No importa que otros le precedieran o le acompañaran en el camino de la pintura abstracta. Sin disminuir las obras y aportaciones teóricas de cuantos exploraron el mismo camino, desde Kandinsky, Mondrian y Van Doesburg, puede y debe afirmarse categóricamente que nada ceden ante ellas las realizaciones del maestro uruguayo. Al contrario, por momentos se alzan a un nivel superior, merced a su hondura de intenciones y a la riqueza conceptual que revelan. Que el nombre de Torres-García no haya alcanzado, plenamente, la dimensión internacional que aquellos gozan, a causa de muy distinto origen —según al principio hube de apuntar—, y no al valor intrínseco de su obra, debe achacarse.

 

Quizá por el hecho mismo de no haber llegado al constructivismo, súbitamente, sino en virtud de un proceso gradual, largamente vivido y meditado, cuando Torres-García encuentra tal estilo, se encuentra cabalmente a sí mismo. De palabra me explicó en alguna ocasión —y por escrito, aunque más sintéticamente consta en su libro autobiográfico— cómo en cierto momento se le planteó un problema: la necesidad de conciliar la dualidad entre lo natural y la abstracción, entre los elementos de la naturaleza, y la técnica abstracta, geométrica, que usaba para representarlos. Hasta que un buen día —ello aconteció en París, hacia 1930—, decide que los elementos representados sean también abstractos, logrando así una armonía absoluta entre el asunto y la técnica. Resuelve pintar en adelante no las cosas de la naturaleza, sino su representación esquemática, el signo gráfico sustancial. Aplicará así la ley de frontalidad y el principio euclidiano —visible en tantas obras de arte y formas de la naturaleza, mas que permaneció casi olvidado desde Leonardo hasta su restauración parcial por algunos cubistas— de la “divina proportio” o sección de oro. A este fin, divide el lienzo en planos ortogonales, y, en los diversos espacios, engendrados por los ángulos rectos, incluye algunos de los elementos más simples, que pueden estimarse significantes del cosmos fundamental. Todo ello sometido a un principio de unidad en un ámbito de universalismo. El 1 —la aspiración de convergencia e identidad— será la cifra que regule su arte, la clave de su grafismo matemático, el signo de su microcosmos pictórico.
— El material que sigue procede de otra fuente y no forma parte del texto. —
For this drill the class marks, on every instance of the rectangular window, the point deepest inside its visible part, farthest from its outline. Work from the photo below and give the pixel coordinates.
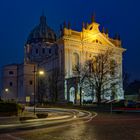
(30, 82)
(43, 50)
(49, 51)
(11, 72)
(11, 84)
(36, 51)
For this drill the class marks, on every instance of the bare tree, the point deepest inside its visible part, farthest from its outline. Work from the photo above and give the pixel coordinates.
(81, 73)
(102, 74)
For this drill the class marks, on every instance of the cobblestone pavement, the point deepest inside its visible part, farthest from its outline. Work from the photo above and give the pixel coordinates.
(104, 127)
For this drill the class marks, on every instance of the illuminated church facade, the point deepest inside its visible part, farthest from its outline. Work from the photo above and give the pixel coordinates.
(57, 57)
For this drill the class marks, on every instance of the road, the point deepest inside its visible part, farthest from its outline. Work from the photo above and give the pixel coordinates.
(104, 126)
(62, 117)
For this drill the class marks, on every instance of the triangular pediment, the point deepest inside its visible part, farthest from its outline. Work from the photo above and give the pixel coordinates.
(98, 38)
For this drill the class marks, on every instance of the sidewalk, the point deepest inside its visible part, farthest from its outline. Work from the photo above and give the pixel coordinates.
(16, 119)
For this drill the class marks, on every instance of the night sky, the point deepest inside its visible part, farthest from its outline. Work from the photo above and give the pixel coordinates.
(18, 18)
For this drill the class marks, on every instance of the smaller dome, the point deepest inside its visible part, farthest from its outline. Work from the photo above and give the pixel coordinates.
(42, 33)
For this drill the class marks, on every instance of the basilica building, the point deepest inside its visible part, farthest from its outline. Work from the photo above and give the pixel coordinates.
(55, 57)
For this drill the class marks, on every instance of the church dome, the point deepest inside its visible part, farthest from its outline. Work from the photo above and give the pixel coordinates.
(42, 33)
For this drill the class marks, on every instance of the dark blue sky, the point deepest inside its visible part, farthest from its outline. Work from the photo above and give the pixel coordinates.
(18, 17)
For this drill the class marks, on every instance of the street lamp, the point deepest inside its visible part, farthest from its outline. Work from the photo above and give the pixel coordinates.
(36, 73)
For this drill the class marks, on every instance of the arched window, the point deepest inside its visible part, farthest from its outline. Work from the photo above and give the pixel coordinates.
(75, 60)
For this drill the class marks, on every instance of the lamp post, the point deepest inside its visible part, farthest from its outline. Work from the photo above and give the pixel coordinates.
(36, 73)
(40, 73)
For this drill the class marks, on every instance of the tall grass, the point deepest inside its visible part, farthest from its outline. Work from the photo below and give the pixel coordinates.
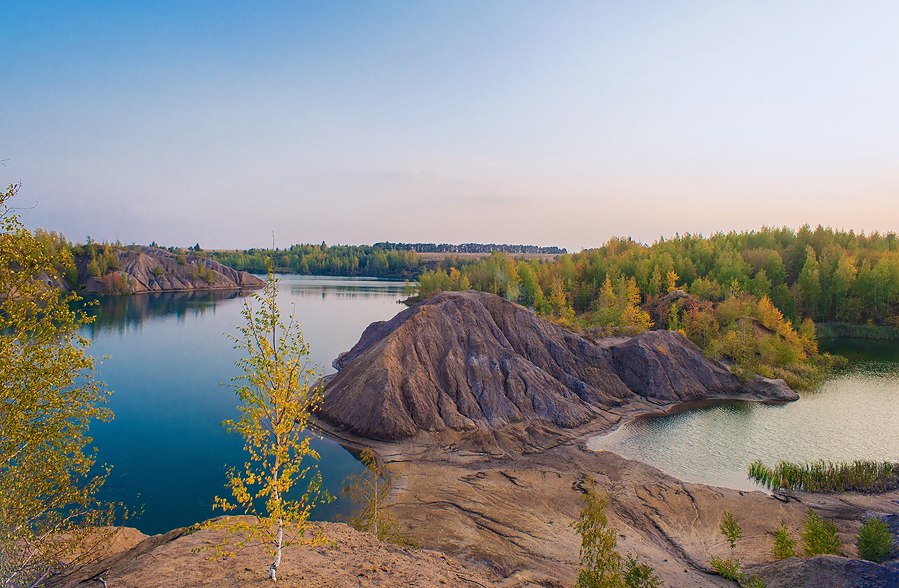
(825, 476)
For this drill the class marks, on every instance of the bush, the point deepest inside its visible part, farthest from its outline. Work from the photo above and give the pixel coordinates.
(875, 542)
(784, 546)
(729, 569)
(731, 529)
(639, 575)
(601, 564)
(819, 537)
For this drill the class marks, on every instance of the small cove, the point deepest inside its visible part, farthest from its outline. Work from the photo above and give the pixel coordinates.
(853, 415)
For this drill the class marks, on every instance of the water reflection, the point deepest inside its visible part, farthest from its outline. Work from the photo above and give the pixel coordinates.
(118, 314)
(169, 363)
(854, 415)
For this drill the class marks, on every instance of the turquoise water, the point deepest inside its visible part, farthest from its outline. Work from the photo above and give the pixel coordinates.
(168, 366)
(853, 415)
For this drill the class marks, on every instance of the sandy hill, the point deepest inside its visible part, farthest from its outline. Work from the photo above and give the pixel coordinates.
(468, 361)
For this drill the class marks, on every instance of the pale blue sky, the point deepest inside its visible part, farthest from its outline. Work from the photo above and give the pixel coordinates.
(528, 122)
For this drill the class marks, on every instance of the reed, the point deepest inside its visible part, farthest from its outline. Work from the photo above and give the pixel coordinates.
(828, 477)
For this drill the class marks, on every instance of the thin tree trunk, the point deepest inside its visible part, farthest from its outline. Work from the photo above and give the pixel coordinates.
(279, 543)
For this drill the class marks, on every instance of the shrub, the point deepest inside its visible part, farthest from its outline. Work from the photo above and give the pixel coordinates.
(639, 575)
(784, 545)
(729, 569)
(753, 582)
(731, 529)
(875, 542)
(819, 536)
(601, 565)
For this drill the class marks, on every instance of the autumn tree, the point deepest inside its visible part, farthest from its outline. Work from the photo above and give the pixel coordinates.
(369, 491)
(49, 398)
(276, 403)
(601, 564)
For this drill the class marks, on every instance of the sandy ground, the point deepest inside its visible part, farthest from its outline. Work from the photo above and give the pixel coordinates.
(348, 559)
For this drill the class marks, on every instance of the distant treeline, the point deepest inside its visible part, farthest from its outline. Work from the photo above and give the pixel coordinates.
(381, 260)
(748, 298)
(470, 248)
(327, 260)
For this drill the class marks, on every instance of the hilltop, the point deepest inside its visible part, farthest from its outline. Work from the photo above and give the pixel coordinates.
(476, 364)
(137, 270)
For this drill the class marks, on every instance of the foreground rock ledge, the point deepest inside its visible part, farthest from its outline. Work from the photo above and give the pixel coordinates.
(481, 410)
(354, 559)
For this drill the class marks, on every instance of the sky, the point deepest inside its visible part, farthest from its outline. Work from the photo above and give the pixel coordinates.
(550, 123)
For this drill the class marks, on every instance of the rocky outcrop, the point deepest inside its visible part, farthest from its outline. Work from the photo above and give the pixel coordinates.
(827, 571)
(466, 361)
(151, 269)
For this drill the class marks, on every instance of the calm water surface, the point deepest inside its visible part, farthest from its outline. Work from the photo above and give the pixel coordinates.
(854, 415)
(168, 365)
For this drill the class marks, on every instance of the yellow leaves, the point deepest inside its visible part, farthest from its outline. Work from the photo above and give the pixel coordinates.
(276, 400)
(671, 279)
(48, 398)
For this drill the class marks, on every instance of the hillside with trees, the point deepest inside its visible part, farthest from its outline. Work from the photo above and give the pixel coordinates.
(750, 298)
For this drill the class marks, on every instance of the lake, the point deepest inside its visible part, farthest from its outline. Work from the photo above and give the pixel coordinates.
(168, 365)
(853, 415)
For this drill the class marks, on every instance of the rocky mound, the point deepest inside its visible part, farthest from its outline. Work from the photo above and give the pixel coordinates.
(827, 571)
(471, 360)
(150, 269)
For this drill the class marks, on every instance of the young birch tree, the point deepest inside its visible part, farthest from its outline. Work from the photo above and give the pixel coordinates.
(48, 399)
(276, 402)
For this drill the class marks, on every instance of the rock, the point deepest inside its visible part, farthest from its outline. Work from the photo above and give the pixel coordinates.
(150, 269)
(826, 571)
(470, 361)
(186, 558)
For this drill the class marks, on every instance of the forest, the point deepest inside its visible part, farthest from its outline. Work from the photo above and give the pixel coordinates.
(329, 260)
(751, 298)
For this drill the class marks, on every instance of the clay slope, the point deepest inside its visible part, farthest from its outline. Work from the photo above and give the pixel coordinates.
(471, 360)
(150, 269)
(182, 558)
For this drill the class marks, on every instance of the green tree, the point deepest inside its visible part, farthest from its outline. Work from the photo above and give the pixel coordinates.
(819, 536)
(875, 542)
(600, 562)
(276, 402)
(809, 283)
(731, 529)
(639, 575)
(729, 568)
(48, 399)
(370, 491)
(784, 545)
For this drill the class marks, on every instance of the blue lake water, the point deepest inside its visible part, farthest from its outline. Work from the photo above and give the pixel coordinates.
(168, 366)
(853, 415)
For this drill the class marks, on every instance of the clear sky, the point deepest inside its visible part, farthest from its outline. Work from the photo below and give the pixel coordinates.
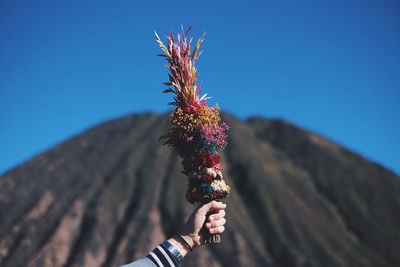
(330, 66)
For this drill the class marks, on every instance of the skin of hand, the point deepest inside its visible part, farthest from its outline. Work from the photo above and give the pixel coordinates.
(212, 214)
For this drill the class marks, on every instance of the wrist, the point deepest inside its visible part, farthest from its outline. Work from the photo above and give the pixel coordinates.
(179, 244)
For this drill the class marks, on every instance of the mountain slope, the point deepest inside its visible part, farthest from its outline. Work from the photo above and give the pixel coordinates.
(109, 195)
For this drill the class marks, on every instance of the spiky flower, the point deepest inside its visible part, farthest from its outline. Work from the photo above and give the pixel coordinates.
(195, 130)
(183, 73)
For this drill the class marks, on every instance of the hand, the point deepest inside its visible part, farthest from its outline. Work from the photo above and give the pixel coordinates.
(193, 231)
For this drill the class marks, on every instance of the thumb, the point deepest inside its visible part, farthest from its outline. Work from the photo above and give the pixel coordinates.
(213, 205)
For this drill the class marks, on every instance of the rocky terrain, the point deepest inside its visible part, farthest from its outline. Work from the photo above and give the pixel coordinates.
(110, 194)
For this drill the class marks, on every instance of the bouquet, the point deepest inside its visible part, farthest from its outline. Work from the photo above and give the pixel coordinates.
(195, 130)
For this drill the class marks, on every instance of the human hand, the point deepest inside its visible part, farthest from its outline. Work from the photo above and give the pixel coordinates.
(212, 214)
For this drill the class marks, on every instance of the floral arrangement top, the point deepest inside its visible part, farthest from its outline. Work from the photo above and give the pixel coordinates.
(195, 130)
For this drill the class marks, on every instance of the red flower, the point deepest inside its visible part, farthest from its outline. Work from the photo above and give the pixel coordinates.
(209, 160)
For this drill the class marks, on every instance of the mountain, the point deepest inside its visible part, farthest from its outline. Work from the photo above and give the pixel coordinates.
(110, 194)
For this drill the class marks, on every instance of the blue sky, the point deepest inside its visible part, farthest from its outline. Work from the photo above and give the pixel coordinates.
(330, 66)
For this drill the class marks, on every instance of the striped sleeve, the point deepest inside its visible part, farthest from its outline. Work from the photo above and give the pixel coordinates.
(161, 257)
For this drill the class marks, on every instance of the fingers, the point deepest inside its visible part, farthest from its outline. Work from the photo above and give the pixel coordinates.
(213, 205)
(217, 230)
(217, 216)
(217, 223)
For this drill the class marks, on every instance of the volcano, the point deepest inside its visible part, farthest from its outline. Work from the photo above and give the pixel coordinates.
(109, 195)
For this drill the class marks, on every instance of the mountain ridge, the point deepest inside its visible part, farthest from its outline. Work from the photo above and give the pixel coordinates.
(297, 199)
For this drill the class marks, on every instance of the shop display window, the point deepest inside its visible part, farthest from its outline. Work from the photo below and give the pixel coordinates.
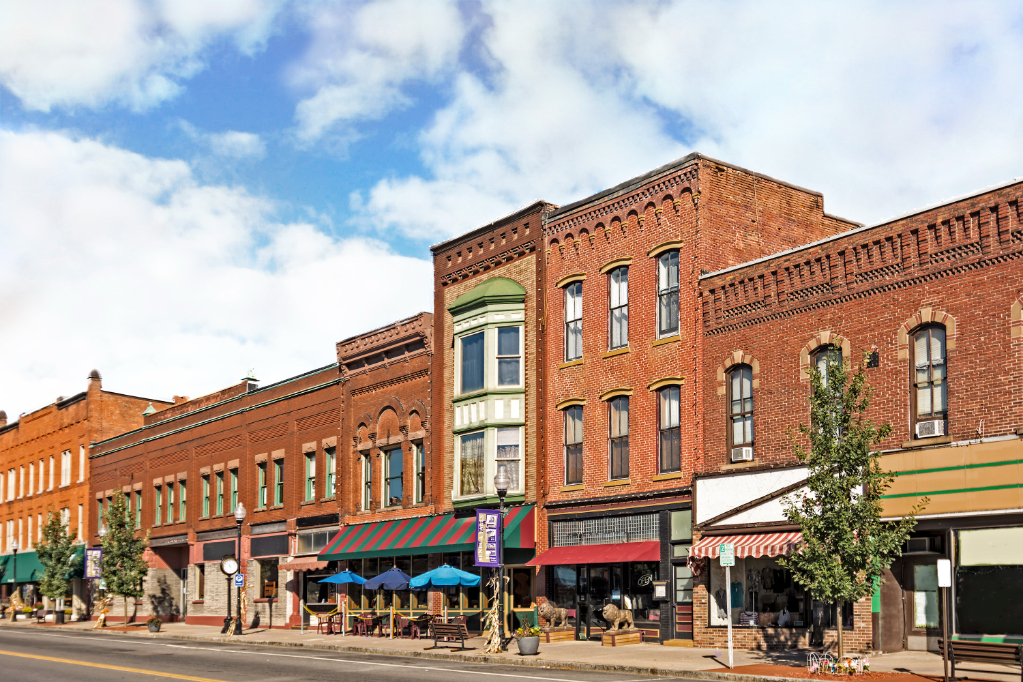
(763, 593)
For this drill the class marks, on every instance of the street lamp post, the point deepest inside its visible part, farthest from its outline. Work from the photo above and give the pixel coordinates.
(13, 614)
(239, 516)
(501, 483)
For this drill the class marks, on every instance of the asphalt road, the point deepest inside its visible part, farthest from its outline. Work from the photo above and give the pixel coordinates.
(31, 654)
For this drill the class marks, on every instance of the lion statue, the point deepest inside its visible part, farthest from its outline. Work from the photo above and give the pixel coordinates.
(616, 617)
(552, 615)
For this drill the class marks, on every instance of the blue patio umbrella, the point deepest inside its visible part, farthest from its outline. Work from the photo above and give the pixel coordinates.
(345, 577)
(444, 577)
(393, 579)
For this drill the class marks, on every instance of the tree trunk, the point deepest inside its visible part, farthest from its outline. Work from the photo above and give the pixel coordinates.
(841, 626)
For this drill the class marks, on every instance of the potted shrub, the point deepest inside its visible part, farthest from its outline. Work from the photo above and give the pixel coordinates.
(528, 638)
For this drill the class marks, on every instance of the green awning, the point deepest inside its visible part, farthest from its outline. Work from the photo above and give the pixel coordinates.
(426, 535)
(29, 567)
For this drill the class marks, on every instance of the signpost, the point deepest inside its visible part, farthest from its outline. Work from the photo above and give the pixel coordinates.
(727, 557)
(944, 582)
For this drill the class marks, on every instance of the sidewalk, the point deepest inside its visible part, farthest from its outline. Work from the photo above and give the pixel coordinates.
(637, 658)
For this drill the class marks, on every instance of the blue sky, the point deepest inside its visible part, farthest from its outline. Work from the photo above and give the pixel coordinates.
(192, 188)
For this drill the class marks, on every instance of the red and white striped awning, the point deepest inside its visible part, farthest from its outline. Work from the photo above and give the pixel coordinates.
(747, 546)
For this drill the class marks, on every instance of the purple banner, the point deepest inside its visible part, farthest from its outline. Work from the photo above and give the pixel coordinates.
(488, 537)
(93, 557)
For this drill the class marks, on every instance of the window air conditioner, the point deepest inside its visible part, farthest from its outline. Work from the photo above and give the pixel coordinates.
(742, 454)
(930, 428)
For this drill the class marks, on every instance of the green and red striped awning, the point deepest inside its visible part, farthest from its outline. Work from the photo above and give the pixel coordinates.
(426, 535)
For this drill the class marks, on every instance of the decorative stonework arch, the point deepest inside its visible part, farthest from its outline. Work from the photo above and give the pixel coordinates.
(926, 316)
(1016, 315)
(818, 339)
(738, 358)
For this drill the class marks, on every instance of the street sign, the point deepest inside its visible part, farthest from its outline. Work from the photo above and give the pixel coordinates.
(727, 551)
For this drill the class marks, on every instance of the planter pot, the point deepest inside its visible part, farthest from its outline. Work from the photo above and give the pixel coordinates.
(528, 646)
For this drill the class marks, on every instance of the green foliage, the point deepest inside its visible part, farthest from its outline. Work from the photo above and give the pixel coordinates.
(845, 544)
(123, 566)
(56, 553)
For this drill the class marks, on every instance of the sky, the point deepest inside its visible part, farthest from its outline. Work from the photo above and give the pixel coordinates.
(190, 189)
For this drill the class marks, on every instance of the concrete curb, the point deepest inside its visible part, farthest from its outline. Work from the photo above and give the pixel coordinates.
(464, 657)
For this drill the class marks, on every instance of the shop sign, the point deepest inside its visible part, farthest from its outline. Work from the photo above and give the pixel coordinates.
(93, 560)
(488, 524)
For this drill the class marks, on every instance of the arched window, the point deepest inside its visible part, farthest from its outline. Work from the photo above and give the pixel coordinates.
(667, 293)
(741, 412)
(618, 304)
(573, 445)
(823, 357)
(573, 321)
(618, 434)
(929, 397)
(669, 428)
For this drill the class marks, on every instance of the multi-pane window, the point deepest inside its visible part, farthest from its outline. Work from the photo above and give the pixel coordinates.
(669, 430)
(206, 496)
(420, 471)
(170, 503)
(509, 455)
(394, 468)
(367, 482)
(618, 411)
(573, 321)
(329, 466)
(278, 482)
(667, 293)
(472, 363)
(220, 493)
(508, 356)
(929, 376)
(310, 475)
(261, 485)
(741, 406)
(159, 507)
(618, 315)
(472, 463)
(573, 445)
(825, 356)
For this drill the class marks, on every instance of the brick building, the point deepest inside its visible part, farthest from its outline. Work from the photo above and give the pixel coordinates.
(44, 467)
(935, 299)
(273, 450)
(622, 327)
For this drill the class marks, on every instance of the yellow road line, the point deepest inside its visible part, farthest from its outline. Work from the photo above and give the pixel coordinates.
(105, 667)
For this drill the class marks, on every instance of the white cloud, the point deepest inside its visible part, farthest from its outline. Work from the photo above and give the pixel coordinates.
(128, 264)
(69, 53)
(884, 107)
(361, 57)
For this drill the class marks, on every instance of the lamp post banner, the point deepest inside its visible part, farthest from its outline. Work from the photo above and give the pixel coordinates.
(93, 559)
(488, 537)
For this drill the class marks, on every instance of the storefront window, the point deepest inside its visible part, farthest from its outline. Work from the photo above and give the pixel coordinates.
(762, 594)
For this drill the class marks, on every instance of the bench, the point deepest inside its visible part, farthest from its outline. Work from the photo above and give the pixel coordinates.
(960, 649)
(449, 630)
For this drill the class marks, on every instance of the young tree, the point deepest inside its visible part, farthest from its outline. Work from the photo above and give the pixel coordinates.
(123, 566)
(56, 553)
(845, 546)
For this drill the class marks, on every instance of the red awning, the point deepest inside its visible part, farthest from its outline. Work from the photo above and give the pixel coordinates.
(625, 551)
(761, 544)
(303, 563)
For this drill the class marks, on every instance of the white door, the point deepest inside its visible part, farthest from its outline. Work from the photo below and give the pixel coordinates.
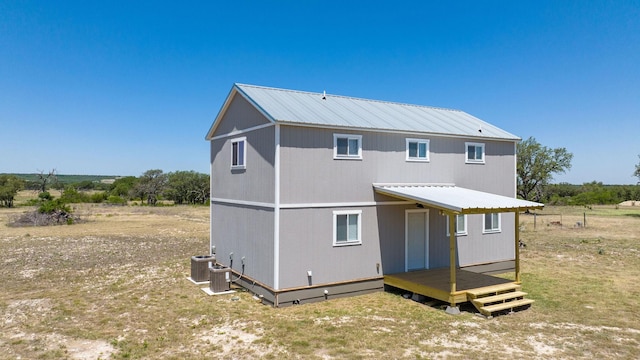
(416, 239)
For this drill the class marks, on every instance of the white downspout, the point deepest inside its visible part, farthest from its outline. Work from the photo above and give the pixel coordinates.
(276, 212)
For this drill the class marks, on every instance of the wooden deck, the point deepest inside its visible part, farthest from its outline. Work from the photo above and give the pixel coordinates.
(434, 283)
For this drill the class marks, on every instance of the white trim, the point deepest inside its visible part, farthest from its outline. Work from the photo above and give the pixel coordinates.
(243, 202)
(348, 137)
(515, 170)
(310, 205)
(276, 211)
(335, 227)
(417, 158)
(458, 233)
(492, 230)
(345, 204)
(402, 132)
(240, 132)
(466, 155)
(406, 237)
(211, 244)
(239, 140)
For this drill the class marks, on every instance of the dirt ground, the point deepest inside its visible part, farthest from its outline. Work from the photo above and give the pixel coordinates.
(115, 286)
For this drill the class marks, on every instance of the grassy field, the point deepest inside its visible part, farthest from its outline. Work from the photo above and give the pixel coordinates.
(116, 286)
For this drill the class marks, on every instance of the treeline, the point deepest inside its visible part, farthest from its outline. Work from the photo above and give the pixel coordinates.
(151, 188)
(593, 193)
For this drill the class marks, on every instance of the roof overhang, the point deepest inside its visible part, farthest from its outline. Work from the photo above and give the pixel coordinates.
(234, 90)
(456, 200)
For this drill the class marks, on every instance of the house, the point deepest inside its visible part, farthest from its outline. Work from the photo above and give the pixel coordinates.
(317, 196)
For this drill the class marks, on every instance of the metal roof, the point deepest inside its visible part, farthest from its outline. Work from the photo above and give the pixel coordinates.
(455, 199)
(327, 110)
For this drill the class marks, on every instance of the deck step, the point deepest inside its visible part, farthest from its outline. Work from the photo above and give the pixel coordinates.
(482, 301)
(487, 310)
(495, 289)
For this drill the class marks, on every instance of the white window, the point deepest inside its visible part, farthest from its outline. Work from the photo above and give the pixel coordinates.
(461, 224)
(347, 227)
(239, 153)
(475, 153)
(491, 222)
(347, 146)
(417, 150)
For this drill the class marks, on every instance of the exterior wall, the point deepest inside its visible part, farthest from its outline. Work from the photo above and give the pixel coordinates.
(306, 244)
(474, 248)
(313, 183)
(311, 175)
(256, 182)
(239, 115)
(246, 232)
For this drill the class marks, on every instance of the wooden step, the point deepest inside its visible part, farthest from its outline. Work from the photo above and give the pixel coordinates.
(495, 289)
(499, 298)
(487, 310)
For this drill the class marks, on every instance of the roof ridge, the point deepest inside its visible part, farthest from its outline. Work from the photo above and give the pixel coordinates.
(348, 97)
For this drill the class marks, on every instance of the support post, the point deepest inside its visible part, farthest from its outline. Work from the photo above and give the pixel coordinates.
(517, 236)
(452, 308)
(452, 255)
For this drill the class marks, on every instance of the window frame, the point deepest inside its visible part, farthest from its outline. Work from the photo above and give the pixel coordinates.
(464, 232)
(349, 137)
(474, 160)
(349, 213)
(243, 165)
(417, 158)
(495, 228)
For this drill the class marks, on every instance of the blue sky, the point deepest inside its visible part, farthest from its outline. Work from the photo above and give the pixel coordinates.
(119, 88)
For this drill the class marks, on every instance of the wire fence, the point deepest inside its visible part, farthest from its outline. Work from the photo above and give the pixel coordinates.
(557, 220)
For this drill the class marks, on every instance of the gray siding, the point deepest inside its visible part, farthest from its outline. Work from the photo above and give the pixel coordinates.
(306, 243)
(244, 231)
(311, 175)
(475, 247)
(472, 249)
(240, 115)
(256, 182)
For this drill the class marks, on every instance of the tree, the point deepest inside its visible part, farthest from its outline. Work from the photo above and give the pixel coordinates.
(44, 179)
(150, 185)
(637, 172)
(9, 187)
(536, 165)
(188, 187)
(124, 187)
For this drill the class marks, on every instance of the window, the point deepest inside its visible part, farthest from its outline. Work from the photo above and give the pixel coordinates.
(346, 227)
(238, 153)
(491, 222)
(461, 224)
(347, 146)
(475, 153)
(417, 150)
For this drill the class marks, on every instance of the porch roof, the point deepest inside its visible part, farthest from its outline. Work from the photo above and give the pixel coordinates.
(454, 199)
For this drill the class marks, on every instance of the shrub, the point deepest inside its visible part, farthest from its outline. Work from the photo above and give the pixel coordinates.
(116, 200)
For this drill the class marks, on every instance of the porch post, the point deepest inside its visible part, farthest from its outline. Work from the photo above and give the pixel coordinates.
(452, 255)
(517, 236)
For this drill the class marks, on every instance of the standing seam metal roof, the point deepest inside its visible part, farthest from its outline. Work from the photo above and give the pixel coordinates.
(452, 198)
(307, 108)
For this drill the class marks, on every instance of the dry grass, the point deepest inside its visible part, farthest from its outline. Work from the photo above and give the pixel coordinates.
(116, 286)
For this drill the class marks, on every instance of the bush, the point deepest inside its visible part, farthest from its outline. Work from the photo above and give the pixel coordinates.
(52, 206)
(116, 200)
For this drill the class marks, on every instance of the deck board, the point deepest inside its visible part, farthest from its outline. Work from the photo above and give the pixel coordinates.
(434, 283)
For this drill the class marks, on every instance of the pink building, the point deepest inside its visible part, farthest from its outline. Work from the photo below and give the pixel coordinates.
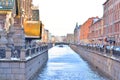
(96, 32)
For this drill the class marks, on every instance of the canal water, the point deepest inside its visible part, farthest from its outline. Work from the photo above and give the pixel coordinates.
(65, 64)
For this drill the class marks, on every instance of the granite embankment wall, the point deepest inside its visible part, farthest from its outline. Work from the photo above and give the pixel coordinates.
(107, 65)
(22, 69)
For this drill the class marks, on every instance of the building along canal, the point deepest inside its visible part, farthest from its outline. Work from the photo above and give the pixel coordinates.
(65, 64)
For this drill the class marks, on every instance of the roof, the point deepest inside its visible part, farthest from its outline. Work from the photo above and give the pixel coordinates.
(106, 2)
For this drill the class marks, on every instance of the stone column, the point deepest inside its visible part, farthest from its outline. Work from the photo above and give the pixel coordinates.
(8, 53)
(22, 54)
De ahí el ritmo, la arquitectura, la trabazón geométrica que presiden sus construcciones pictóricas. Contémplense y dígasenos si cada una de ellas no forma una suerte de microcosmos donde se contienen los elementos nucleares del mundo plástico. ¿Acaso puede ser otra la significación de esa silueta humana, esa estrella, ese triángulo, el ancla, el reloj, la botella, el barco, etc., recluidos en celdillas autónomas y diseñados como grafismos planistas, con trazos de aire pueril y sabio al mismo tiempo? Adviértase además —como antes indiqué— que ninguno de estos elementos está elegido al azar, sino deliberadamente, porque en su inexpresividad cotidiana y en su expresivismo inmutable son los símbolos menos locales, aquellos de significación más universal y permanente. A esta meta, por lo demás, tendieron unánimemente cuantos desde la segunda decena del siglo exploraron los caminos del arte abstracto. Así Van Doesburg[3], cuando escribía: “Encontrar lo bello no es otra cosa que descubrir lo universal. Esta universalidad es lo divino. Reconocer tal divinidad en cualquier obra de arte es experimentar una emoción estética”.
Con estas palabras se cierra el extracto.